Debt also looks far less sustainable from a liquidity perspective. The IMF projects interest payments will eat up nearly 40% of government revenue in FY 22/23, though the total will likely be higher due to lower revenue and rising interest rates. While external interest is projected to be just c15% of the total interest bill in FY 22/23, total public external debt service (eg including amortizations) is projected to reach over 50% of exports and 40% of revenue versus IMF thresholds of 21% and 23%, respectively, for low-income countries with a strong debt-carrying capacity.

The outlook is equally alarming from the BOP perspective, given dangerously low reserves and a large GEFR of 8.4% of GDP in FY 22/23 (see above). So, despite relatively favourable solvency indicators, Pakistan will be unable to avoid default without an influx of fresh external funding over and above what has already been pencilled in to its IMF programme (which includes US$7bn of rollovers, including the US$3bn deposit recently rolled over by Saudi Arabia, and US$4bn of new financing from bilateral, multilateral, and commercial partners).

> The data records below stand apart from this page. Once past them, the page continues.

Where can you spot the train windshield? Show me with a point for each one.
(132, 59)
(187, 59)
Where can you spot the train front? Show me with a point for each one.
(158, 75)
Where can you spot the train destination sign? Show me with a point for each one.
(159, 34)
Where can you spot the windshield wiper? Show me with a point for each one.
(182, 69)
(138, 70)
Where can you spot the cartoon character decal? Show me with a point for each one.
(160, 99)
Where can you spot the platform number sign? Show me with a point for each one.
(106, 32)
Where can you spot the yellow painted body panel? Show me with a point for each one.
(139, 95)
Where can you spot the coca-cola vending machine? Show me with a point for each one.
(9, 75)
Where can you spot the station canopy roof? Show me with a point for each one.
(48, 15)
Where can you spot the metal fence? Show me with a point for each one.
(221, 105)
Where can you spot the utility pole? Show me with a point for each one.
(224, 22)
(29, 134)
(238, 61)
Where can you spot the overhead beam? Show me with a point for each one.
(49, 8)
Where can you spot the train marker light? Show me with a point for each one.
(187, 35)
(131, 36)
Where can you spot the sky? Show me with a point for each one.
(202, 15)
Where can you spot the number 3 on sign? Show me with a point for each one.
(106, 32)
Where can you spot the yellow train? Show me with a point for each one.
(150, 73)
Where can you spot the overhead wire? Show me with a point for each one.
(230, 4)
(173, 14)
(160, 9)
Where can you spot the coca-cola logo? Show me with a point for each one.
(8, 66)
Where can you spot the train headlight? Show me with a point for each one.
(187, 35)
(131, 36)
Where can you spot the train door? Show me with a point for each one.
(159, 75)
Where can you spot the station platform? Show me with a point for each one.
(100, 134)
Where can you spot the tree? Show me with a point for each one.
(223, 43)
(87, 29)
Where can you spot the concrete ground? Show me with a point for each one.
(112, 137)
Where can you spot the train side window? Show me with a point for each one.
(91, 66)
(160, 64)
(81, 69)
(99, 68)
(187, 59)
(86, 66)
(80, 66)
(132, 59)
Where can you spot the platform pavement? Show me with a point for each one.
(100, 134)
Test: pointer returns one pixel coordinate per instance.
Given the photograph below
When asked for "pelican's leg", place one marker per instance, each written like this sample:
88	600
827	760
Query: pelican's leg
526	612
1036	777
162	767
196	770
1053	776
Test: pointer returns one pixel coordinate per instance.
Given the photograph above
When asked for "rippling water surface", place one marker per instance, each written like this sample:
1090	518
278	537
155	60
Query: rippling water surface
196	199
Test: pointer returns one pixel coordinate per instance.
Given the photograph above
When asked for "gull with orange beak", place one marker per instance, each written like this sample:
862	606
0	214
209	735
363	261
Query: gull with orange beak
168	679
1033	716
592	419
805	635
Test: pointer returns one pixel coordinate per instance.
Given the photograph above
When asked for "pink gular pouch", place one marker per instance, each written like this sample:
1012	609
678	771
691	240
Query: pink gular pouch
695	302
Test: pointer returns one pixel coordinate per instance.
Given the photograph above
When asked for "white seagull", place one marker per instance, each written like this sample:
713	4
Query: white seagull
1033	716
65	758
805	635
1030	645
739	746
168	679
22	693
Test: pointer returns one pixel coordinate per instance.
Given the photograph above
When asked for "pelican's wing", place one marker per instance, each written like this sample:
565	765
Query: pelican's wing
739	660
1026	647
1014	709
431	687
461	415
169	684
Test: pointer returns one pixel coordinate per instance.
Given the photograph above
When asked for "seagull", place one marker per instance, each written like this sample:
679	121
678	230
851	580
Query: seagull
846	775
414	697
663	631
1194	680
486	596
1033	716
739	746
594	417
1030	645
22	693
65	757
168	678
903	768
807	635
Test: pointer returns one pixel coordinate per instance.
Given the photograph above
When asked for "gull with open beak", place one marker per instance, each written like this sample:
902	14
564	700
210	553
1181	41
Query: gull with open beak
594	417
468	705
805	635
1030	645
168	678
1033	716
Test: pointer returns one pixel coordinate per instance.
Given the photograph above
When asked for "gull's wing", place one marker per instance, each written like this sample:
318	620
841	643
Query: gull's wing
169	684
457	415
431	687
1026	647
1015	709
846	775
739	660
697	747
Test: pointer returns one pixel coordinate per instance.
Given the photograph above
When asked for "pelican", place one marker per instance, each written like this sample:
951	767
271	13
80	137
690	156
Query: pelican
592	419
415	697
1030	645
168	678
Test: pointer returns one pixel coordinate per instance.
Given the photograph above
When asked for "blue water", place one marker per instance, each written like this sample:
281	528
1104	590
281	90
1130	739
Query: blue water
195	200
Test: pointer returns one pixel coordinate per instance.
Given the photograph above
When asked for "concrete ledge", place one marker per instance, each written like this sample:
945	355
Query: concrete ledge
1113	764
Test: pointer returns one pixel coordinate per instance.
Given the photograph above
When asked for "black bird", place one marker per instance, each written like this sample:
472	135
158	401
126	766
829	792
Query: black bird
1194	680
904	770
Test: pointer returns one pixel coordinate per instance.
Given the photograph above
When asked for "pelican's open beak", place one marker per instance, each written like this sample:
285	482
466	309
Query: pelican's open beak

Esther Perez Ruiz, the IMF’s Resident Representative to Pakistan, said in a recent statement that the Fund will work with “others in the international community to support, under the current programme, the authorities’ relief and reconstruction efforts.” While the IMF’s continued support is positive, it will not be sufficient without other official partners augmenting their commitments (which already amount to over US$11bn in FY 22/23 per programme estimates), especially given downside risks to the assumed US$10bn pipeline of external commercial financing to the government in FY 22/23.

If external partners step up to plug Pakistan’s financing gap, the IMF accommodates flood-induced slippage into its programme targets, and Pakistan keeps on track with the rest of its IMF reform targets, then Pakistan may still be able to avoid default, despite the weaker economic outlook and increased probability of default caused by the floods. However, there is very little margin for error, with the floods potentially exacerbating reform fatigue and the difficult political backdrop raising the risk that the government backtracks on its reform promises, which would quickly lead to distress.

That said, with a recovery value range of US$53-71 at a 12% exit yield based on our June DSA versus a cash price of <US$50 for the PKSTAN 7 ⅜ 04/08/2031s, we think the risk of default is already priced in. The impact of the floods has already been baked into bond prices as well, with bonds down by c16pts (c25%) since mid-August and trading just above the US$47.5 lows seen at the height of the EM sell-off in July.

We still see US$70 as a reasonable upside for the ‘31s if Pakistan manages to tread the narrow path to recovery, implying c20pts of upside, but the floods will prolong the achievement of that target and lead to a lower trading band over the next 6-12 months. That said, with bonds still below our estimated recovery value, we think the upside far outweighs the downside, notwithstanding Pakistan’s elevated probability of default.

As such, despite the negative impact of the floods, we maintain our Buy recommendation on the PKSTAN 7 ⅜ 04/08/2031s at US$49.3 (20% YTM) as of cob on 20 September on Bloomberg.